C’est bientôt la fin d’une époque : treize ans après son lancement en mai 2002, le satellite SPOT 5 va prendre sa retraite.

L’aventure a commencé en février 1986 avec le lancement du satellite Spot 1, et même plusieurs années avant si on prend en compte tous les travaux préparatoires. Le 5ème exemplaire de la famille SPOT prouve qu’elle méritait bien son nom en forme de boutade « Satellite Pour Occuper Toulouse » un peu ironique.

En 2015, on peut constater au contraire que le succès est au rendez-vous dans la région Midi-Pyrénées, avec une filière industrielle compétitive sur le marché internationale, un des deux leaders mondiaux de la commercialisation d’images satellite, de nombreux laboratoires de recherche spécialisés et une myriade de sociétés de services dans le domaine de l’observation de la Terre. Toulouse, capitale européenne du spatial, est peut-être d’abord capitale de l’observation de la Terre. Tous ceux qui ont participé de près ou de loin à cette belle aventure sont certainement émus par ce départ en retraite.

 

Le satellite SPOT 5 immortalisé par Pleiades-1A en février 2012. Depuis le 2 avril,
SPOT 5 s'est un tout petit peu rapproché de l'orbite dePleiades...
Crédit image : CNES – Airbus Defence and Space

 

Portrait de famille

L’image précédente n’est pas un selfie : c’est un portrait du satellite SPOT 5 réalisé par le satellite Pleiades-1A en février 2012, deux mois après son lancement. Réussir une telle image est une prouesse qui montre l’agilité du satellite Pleiades : il a pivoté sur lui–même depuis son orbite à 694 km d’altitude pour pointer son télescope vers son illustre prédécesseur situé à environ 120 kilomètres plus haut.
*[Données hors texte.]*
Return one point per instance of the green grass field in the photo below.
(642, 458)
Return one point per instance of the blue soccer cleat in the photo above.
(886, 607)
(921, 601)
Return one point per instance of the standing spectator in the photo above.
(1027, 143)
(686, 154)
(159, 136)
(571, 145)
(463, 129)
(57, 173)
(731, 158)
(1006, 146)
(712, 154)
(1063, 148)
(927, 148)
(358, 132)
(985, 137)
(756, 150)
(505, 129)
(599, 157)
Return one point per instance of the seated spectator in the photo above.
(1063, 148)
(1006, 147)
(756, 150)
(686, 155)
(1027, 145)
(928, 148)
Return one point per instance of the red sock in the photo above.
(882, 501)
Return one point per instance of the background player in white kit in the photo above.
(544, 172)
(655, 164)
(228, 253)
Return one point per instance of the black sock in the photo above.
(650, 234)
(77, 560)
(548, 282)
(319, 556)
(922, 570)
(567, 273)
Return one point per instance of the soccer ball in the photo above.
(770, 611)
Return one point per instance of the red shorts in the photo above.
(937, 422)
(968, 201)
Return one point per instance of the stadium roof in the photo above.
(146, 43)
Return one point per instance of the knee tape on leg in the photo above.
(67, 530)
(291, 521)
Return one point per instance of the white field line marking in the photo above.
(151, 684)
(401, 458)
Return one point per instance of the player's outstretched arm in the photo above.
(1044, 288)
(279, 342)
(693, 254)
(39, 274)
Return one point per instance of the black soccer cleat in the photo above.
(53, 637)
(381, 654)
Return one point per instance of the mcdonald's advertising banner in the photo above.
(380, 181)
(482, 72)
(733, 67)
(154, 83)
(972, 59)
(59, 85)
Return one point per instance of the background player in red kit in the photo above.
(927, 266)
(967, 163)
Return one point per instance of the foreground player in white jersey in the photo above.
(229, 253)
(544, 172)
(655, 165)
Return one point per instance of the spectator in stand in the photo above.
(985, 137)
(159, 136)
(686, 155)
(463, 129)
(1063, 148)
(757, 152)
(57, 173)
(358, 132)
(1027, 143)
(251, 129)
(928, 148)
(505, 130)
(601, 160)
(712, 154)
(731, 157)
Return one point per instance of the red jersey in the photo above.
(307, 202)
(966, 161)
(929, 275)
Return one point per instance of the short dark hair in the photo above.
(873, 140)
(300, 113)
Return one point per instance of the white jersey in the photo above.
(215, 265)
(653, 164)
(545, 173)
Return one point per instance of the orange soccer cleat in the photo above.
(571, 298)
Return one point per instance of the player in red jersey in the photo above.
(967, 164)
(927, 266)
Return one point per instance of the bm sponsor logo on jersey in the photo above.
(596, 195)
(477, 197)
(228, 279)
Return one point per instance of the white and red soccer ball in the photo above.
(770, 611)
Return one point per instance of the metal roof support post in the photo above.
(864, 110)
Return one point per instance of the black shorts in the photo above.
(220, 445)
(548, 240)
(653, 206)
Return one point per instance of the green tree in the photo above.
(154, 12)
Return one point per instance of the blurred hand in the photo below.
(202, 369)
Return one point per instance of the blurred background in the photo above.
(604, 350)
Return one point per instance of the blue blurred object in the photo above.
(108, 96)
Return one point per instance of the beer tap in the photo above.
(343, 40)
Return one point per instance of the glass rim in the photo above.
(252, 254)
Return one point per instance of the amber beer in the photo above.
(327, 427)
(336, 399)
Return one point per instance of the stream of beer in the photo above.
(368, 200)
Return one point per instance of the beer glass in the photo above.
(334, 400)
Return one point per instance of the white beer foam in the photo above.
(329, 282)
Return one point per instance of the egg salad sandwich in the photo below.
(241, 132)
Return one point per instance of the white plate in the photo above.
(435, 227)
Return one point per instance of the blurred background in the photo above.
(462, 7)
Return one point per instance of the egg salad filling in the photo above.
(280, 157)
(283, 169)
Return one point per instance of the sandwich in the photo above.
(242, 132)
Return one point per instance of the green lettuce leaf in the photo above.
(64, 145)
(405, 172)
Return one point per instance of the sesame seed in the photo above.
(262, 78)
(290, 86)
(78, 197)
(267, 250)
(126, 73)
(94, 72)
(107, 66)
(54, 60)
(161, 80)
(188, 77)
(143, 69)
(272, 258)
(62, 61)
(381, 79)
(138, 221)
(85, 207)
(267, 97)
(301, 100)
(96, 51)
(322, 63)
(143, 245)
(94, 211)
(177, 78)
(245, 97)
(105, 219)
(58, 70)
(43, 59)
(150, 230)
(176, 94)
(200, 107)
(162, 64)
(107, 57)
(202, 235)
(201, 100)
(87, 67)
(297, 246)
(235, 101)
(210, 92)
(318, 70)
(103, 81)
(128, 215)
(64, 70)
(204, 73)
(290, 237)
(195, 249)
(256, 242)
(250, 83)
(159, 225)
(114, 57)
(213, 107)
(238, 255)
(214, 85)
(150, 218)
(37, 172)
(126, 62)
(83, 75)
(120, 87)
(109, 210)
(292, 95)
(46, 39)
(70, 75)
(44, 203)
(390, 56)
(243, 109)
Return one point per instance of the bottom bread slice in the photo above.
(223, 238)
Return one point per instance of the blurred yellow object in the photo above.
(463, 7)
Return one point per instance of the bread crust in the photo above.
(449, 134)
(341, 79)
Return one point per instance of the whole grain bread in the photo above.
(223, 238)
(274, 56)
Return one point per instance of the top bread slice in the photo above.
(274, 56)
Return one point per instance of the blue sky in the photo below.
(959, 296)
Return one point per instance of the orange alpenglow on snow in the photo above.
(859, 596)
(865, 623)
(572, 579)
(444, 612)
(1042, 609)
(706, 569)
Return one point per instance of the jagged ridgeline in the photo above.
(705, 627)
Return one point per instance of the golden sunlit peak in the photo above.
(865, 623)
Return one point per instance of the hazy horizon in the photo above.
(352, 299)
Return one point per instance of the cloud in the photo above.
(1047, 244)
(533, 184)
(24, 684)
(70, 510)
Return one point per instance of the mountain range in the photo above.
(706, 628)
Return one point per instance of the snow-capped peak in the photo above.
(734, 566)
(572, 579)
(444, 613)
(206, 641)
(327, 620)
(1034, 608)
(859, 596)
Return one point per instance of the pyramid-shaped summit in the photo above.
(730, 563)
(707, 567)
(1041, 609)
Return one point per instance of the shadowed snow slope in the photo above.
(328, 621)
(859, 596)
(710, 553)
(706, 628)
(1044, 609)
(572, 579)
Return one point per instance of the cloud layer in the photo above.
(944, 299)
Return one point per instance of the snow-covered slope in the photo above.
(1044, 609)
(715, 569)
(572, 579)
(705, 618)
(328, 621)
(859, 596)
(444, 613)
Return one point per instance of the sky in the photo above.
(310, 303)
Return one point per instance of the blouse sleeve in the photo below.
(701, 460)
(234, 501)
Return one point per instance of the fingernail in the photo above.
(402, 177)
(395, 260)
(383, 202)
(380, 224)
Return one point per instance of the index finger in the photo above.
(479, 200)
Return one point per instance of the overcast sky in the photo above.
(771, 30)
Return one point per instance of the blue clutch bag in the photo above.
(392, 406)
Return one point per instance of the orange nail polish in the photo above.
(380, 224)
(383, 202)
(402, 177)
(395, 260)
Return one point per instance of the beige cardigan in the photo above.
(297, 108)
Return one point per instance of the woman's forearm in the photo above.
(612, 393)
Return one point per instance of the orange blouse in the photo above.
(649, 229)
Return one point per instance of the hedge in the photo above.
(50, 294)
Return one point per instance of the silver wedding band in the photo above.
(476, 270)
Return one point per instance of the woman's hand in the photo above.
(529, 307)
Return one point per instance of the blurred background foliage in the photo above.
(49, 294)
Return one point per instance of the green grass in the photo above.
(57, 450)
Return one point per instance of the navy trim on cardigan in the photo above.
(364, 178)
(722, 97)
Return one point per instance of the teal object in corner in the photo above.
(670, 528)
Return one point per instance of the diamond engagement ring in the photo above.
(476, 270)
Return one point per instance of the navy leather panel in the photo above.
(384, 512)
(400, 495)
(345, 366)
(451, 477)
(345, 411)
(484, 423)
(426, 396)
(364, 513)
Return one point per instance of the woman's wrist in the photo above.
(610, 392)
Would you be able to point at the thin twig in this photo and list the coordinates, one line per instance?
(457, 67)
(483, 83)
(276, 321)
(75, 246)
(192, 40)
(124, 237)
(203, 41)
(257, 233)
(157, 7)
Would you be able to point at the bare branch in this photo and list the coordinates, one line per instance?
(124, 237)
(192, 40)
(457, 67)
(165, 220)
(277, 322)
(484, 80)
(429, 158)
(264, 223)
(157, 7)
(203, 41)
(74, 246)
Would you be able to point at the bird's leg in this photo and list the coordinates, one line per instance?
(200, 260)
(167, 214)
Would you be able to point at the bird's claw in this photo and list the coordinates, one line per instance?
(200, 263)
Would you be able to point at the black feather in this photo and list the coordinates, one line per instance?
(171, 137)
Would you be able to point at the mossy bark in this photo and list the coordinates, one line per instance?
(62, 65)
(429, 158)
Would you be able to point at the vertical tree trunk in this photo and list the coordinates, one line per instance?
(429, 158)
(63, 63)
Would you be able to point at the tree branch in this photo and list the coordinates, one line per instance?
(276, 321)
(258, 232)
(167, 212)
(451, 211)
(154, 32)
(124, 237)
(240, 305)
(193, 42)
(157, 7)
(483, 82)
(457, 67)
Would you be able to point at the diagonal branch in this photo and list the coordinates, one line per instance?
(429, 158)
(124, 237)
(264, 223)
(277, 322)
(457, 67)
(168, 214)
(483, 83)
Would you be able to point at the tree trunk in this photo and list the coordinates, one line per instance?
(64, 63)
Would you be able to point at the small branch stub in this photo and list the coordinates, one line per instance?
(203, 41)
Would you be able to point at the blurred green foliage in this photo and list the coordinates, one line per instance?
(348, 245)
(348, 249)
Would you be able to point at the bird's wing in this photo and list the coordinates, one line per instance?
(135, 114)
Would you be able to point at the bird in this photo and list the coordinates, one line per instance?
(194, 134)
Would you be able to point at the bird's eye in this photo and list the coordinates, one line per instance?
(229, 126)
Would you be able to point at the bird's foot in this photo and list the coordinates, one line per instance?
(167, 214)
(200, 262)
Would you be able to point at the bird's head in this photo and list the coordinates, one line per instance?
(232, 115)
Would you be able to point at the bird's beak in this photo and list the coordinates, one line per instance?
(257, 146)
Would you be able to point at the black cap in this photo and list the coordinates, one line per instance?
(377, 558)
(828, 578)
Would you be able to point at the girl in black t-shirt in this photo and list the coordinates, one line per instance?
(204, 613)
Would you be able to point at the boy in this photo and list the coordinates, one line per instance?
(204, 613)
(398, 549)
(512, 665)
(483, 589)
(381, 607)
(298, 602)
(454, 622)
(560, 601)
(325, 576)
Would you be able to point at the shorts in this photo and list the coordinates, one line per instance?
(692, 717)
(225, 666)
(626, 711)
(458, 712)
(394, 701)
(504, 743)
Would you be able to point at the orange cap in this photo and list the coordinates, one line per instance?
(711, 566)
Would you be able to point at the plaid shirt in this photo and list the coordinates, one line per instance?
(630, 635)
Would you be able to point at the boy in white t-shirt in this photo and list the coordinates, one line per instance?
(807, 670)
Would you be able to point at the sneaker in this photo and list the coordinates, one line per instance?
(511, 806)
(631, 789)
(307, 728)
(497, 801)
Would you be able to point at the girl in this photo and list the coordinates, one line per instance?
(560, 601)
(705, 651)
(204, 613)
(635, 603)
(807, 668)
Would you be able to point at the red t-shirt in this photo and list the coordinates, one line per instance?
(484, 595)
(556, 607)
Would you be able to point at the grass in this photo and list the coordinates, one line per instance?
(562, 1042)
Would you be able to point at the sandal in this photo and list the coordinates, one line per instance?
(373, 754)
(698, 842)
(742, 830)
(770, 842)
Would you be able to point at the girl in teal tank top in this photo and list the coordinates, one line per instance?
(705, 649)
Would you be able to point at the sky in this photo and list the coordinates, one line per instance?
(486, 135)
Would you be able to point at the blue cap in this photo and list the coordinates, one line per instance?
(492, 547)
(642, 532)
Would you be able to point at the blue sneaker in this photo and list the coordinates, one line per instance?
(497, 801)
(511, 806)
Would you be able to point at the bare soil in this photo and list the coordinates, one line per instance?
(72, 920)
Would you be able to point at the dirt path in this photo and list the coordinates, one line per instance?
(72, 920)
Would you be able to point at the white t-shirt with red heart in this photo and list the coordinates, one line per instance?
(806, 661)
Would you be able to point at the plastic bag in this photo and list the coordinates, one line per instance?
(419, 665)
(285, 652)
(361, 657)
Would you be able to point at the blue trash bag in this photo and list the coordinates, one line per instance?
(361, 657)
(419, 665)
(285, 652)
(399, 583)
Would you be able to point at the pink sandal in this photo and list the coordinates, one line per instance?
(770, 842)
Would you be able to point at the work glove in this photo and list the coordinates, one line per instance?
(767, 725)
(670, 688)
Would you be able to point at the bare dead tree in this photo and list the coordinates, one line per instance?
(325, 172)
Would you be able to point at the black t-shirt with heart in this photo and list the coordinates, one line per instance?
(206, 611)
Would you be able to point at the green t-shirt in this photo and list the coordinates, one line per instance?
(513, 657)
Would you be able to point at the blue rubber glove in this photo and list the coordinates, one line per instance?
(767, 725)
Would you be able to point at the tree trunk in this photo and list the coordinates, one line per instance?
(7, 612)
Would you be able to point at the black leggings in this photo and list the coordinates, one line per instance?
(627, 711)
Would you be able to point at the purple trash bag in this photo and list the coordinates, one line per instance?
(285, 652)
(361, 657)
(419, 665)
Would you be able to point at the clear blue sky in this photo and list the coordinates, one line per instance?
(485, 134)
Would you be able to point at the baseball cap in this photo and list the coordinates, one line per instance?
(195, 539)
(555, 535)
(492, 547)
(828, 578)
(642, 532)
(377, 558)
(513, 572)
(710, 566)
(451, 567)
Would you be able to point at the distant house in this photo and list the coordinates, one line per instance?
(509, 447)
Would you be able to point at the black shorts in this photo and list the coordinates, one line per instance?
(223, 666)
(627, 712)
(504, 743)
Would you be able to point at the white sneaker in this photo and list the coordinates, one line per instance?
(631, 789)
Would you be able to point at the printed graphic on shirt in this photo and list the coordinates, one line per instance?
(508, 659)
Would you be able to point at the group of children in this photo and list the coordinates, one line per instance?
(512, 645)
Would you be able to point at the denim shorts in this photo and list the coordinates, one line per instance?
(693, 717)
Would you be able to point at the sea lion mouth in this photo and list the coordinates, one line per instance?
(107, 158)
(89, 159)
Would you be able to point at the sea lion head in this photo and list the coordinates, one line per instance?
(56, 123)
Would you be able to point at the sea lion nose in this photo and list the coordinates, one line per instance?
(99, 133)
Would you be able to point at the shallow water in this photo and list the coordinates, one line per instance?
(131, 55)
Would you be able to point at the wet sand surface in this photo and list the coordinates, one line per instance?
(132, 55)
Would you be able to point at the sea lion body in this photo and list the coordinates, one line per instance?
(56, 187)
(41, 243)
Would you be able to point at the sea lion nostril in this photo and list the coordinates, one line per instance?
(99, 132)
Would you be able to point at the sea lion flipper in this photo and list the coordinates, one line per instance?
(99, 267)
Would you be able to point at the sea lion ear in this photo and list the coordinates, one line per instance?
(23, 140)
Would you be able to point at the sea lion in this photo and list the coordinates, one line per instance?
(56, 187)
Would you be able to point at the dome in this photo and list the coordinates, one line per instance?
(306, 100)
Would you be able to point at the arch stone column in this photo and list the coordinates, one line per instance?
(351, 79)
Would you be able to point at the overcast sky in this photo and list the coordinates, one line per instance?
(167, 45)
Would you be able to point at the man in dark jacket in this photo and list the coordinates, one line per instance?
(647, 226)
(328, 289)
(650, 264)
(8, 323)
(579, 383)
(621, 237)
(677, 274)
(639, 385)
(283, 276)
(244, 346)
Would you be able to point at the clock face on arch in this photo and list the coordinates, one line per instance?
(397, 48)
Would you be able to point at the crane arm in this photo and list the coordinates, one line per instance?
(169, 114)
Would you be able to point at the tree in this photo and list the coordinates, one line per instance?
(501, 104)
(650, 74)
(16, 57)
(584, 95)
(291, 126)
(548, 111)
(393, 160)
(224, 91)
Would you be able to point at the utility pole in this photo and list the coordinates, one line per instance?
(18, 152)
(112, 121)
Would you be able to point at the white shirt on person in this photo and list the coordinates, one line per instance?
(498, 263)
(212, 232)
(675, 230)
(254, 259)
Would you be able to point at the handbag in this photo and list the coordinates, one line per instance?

Réalisé pour les 10 ans de SPOT 5, ce portrait symbolise un changement d’époque, de génération de satellite et de modèle de financement :

  • L’agilité : Pleiades est le premier satellite « agile » construit en Europe : alors que SPOT 5 utilisait un miroir pivotant pour viser sa cible, c’est désormais tout le satellite qui se déplace.
  • La miniaturisation : SPOT 5 pesait trois tonnes au lancement. La masse de Pleiades en début de vie n’est que d’environ 1000 kg. Spot 6 et Spot 7 ne pèsent que 800 kg avec des performances accrues et une capacité d’acquisition similaire. La consommation d’énergie est pratiquement divisée par 2.
  • Le financement : alors que les satellites SPOT 1 à 5, comme les deux satellites Pleiades, ont été pratiquement intégralement financés par de l’argent public, SPOT 6 et SPOT 7 sont le résultat  d’un investissement exclusivement privé, une première mondiale. Difficile de dire quel est le bon équilibre entre le public et le privé. La vente récente de SPOT 7 à l’Azerbaïdjan montre que le débat n’est pas clos.

 

Comparaison des caractéristiques, tailles et allures des satellites Spot 5, Spot 6, Spot 7 et Pleiades

Caractéristiques, allure générale et taille des satellites SPOT 5, Pleiades et SPOT 6. Infographie réalisée par Gédéon à partie d’images fournies par
Airbus Defence and Space

 

Première de couverture

Le portait réalisé par Pleiades fait surtout prendre conscience SPOT 5 a doublé en 2012 sa durée de vie nominale et qu’il s’approche de la fin de carrière avec un beau bilan.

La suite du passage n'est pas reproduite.